“Regulatory compliance” and “agile” are words that may not seem to belong together. Nonetheless, agile delivery is a reality, business drivers rule, and to production we must go. You must know your risks and understand the impacts to the business. When regulatory agencies issue warnings to companies not in compliance, those companies’ stock prices can take a major hit.
The Latin phrase “non scriptum non est” means “If it is not written, it does not exist” and is appropriate for regulatory compliance, where documentation is of the utmost importance. However, it is worse to have your processes documented and not followed than to have no documented processes at all. Whatever processes are in place must be documented, verifiable, and auditable. Should an audit occur, anything related to that regulated process and environment can come into scope and be used to prove a company is following documented policies and procedures.
Compliance Strategy and Leadership
My first experience in dealing with software that handled regulated data was with Title 21 CFR Part 11 of the Code of Federal Regulations, Food and Drug Administration (FDA) guidelines on electronic records and electronic signatures. More recently, I was responsible for compliance with Sarbanes-Oxley and the Office of Foreign Assets Control for specially designated nationals.
For the FDA projects I worked on, the compliance leader made T-shirts to get the word out. The front read, “Comply or die,” and the back, “... but we are here to help.” Both messages on the shirt were sincere. In most cases where regulations apply, one must prove that a documented process has been followed—that auditable records and reports validating the processes and related document artifacts are in place, secured, maintained, and adhered to. Most regulatory agencies will only state what is under compliance, never how to be in the compliant state.

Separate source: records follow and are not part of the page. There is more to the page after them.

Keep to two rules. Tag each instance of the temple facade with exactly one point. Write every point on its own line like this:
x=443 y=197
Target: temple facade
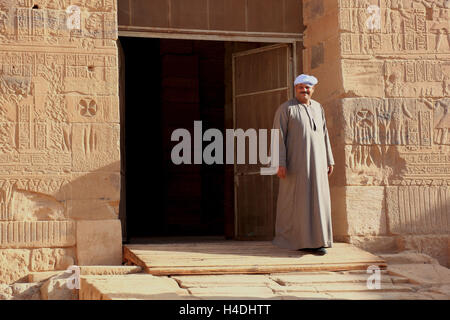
x=88 y=87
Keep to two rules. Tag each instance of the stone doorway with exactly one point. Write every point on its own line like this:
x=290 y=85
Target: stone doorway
x=168 y=84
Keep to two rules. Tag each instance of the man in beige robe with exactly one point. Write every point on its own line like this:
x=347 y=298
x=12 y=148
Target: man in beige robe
x=305 y=160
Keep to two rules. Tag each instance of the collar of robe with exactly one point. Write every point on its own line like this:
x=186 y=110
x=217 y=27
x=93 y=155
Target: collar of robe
x=311 y=119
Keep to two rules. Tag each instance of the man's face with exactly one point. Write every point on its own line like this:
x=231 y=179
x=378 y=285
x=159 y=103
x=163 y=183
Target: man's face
x=303 y=92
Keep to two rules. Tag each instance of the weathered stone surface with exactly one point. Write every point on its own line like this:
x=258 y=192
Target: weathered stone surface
x=374 y=244
x=202 y=281
x=109 y=270
x=138 y=286
x=323 y=277
x=408 y=257
x=46 y=259
x=95 y=146
x=14 y=264
x=435 y=246
x=31 y=234
x=99 y=242
x=365 y=210
x=424 y=274
x=418 y=209
x=101 y=190
x=26 y=291
x=60 y=121
x=56 y=288
x=226 y=293
x=5 y=291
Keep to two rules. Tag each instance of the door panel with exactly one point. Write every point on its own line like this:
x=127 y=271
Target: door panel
x=262 y=81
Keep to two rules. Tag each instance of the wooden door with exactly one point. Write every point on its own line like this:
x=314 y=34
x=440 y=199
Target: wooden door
x=262 y=81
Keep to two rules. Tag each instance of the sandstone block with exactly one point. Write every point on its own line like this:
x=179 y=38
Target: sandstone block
x=365 y=210
x=94 y=196
x=26 y=291
x=99 y=242
x=408 y=257
x=5 y=291
x=424 y=274
x=363 y=78
x=139 y=286
x=13 y=264
x=21 y=234
x=435 y=246
x=417 y=209
x=46 y=259
x=56 y=288
x=95 y=146
x=374 y=244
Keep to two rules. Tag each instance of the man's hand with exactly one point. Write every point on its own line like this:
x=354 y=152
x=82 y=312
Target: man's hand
x=281 y=172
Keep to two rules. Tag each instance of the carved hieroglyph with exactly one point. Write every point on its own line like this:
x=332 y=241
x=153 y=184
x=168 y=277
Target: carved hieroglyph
x=59 y=119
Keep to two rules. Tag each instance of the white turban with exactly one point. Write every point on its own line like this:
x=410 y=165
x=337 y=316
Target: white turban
x=306 y=79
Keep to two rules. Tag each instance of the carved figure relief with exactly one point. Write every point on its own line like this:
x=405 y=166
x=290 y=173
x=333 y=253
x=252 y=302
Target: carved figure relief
x=441 y=120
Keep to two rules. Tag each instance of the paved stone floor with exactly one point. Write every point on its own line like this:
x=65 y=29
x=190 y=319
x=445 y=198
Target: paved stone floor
x=283 y=286
x=409 y=276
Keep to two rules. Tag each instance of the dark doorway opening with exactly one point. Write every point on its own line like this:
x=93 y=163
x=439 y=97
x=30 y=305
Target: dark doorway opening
x=169 y=84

When dealing with highly regulated environments like the FDA, expect additional layers of QA or compliance management within companies. I separated them into “Big Q” and “Little Q.” The Big Q compliance teams at this company dealt with interpretation and opinions as to what processes needed to be in place to satisfy regulations. I was Little Q for this company. There was “Q envy,” as Big Q also oversaw the how aspect from Little Q, which owned the delivery and maintenance of the compliant state. Getting to the validated compliant state was no easy task, and maintaining it was even harder and costlier.
Risk to the business can be extreme, and the need for levels of compliance knowledge and leadership is serious. Part of the strategy is to deal with the regulatory representatives within your organization as accountable stakeholders who are totally engaged in the ongoing system delivery lifecycle.
I was totally unprepared to learn that any piece of software and hardware that deals with regulated data falls under regulatory compliance. This meant that the tools we used in the delivery of the software and handling of regulated data, like defect tracking, requirements, source or version control, test case repository, and management systems, now had to be in the compliant state. We needed quickly to learn new terms, such as installation qualification (IQ), operational qualification (OQ), and performance qualification (PQ). IQ, OQ, and PQ would need several articles to discuss, but it is important to call out the need for experienced compliance leaders in traversing the regulated landscape. These qualification steps needed to be in place, documented, and validated for the ancillary software and hardware prior to any production deployments for regulated data or processes. This included requirements management, source or version control, test case management, and defect management software. Standard operating procedures (SOPs) for all tools and processes in support of the regulated data were a priority, as was the training needed for all associates involved with regulated data.